Monday, 16 May 2022

Five-year market trends forecast

FOUR significant trends are likely to shape the UK housing sector over the next five years, according to Savills — interest rates and mortgage regulation, the realities of post-pandemic lifestyles, the road to zero-carbon homes and the changing prospects for housing developers.

Lucian Cook, head of residential research, said: “The mini housing boom of the past 18 months has curbed the capacity for future price growth across large parts of the housing market, especially in an environment when interest rates are expected to gradually increase.

“The extent to which increased rates act as a drag on the amount people are able to borrow — and therefore future house price growth — will depend on how existing mortgage regulation is applied and amended over the next five years.”

Regarding the lasting impact of the pandemic on house buyers’ lifestyles, Mr Cook said: “We expect that the pandemic will have a lasting impact in terms of where people want to live and what they want from a home, especially given uncertainty around the impact that new variants of covid will have on the need to work from home more regularly in the future.

“The desire for a dedicated space to work and better outside space have the potential to change what we build, both for owner occupiers and for private renters.

“From a location perspective, we expect demand for family housing to be more focused on the commuter zone and, to a greater degree, its fringes, as hybrid working patterns become more established.

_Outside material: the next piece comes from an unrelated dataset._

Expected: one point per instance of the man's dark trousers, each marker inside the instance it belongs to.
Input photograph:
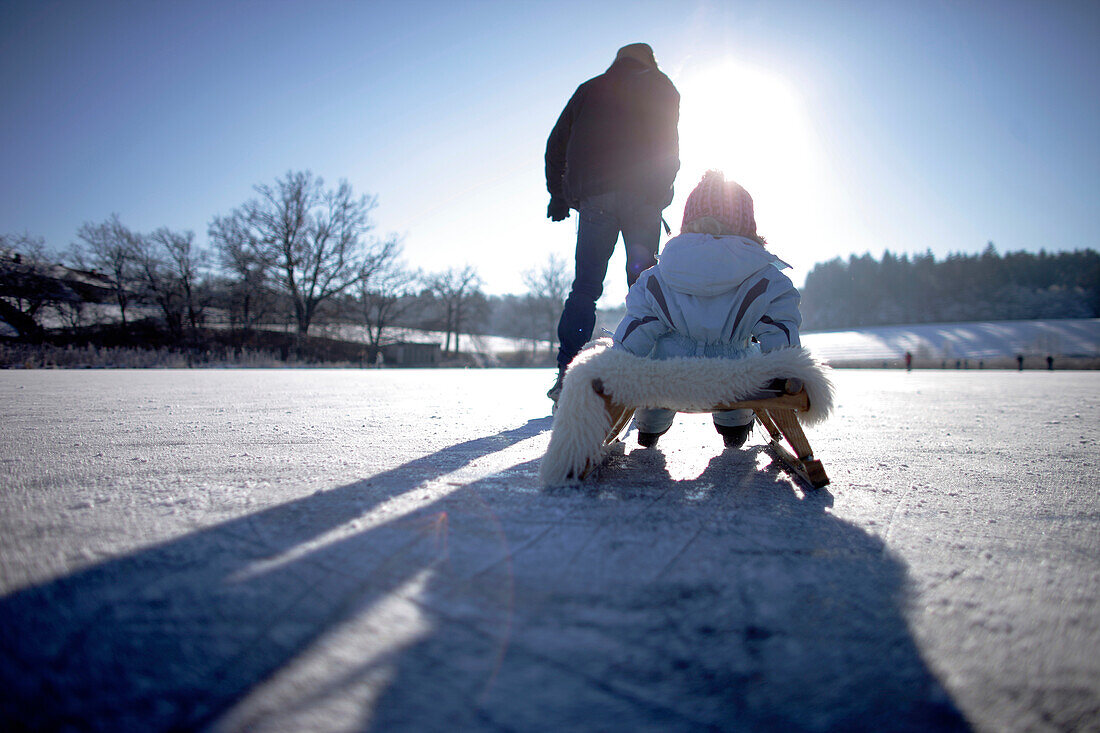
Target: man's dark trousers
(602, 218)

“However, even if people commute further but less often, the quality of that commute will remain important. Not only will it concentrate the demand for family houses to areas with good transport infrastructure, but it also looks set to create a spin-off market for city centre boltholes.

“We also expect to see increased demand for purpose-built senior living, as older households think more carefully about their future housing and care needs.”

The third trend, according to Mr Cook, is the transition to zero-carbon homes. He said: “If one thing is for sure, there will be no shortage of opportunities for investment in improving the energy efficiency of our homes and decarbonising heating sources in the next five years.

“Not only is the scale of the challenge vast, but there appears to be more political urgency to effect change, thanks to COP26.

“The prospect of tighter regulations for private landlords will present a cost challenge that is likely to impinge on net returns. Some will reconsider their investment in homes that are less energy efficient, pushing demand towards more modern homes. The road to zero carbon has also become a major financial consideration for affordable housing providers. We expect this to further open up opportunities for private investment to help those providers meet other objectives, including the delivery of new affordable homes.”

On housing developers, Mr Cook said: “The recent mini housing boom has resulted in healthy balance sheets and capital to deploy, resulting in short-term upwards pressure on land values. But with reduced price growth expectations and high build cost inflation, the outlook is less clear.

“2022 looks set to be the last hurrah for Help to Buy, a scheme that has underpinned private housebuilding since its inception in 2013. The economics of the delivery of first homes and shared ownership are very different, while we wait to see what traction private initiatives such as deposit unlock have on grassroots demand for new homes.

“In part, we expect the gap to be filled by a larger and more diverse Build to Rent sector, which looks set to provide the next best oven-ready, secure market for developers. Given the challenges facing parts of the commercial property market, demand across a spectrum of opportunities in the residential sector seems set to move it from the alternative to the mainstream investment category.

“In other respects, the continued merry-go-round of housing ministers means the future direction of housing policy has become more opaque over the past 12 months.

“Planning reforms put forward in the Queen’s Speech, so unpopular on the back benches, look set to be watered down to reduce the pressure for housing delivery in the wider South East.”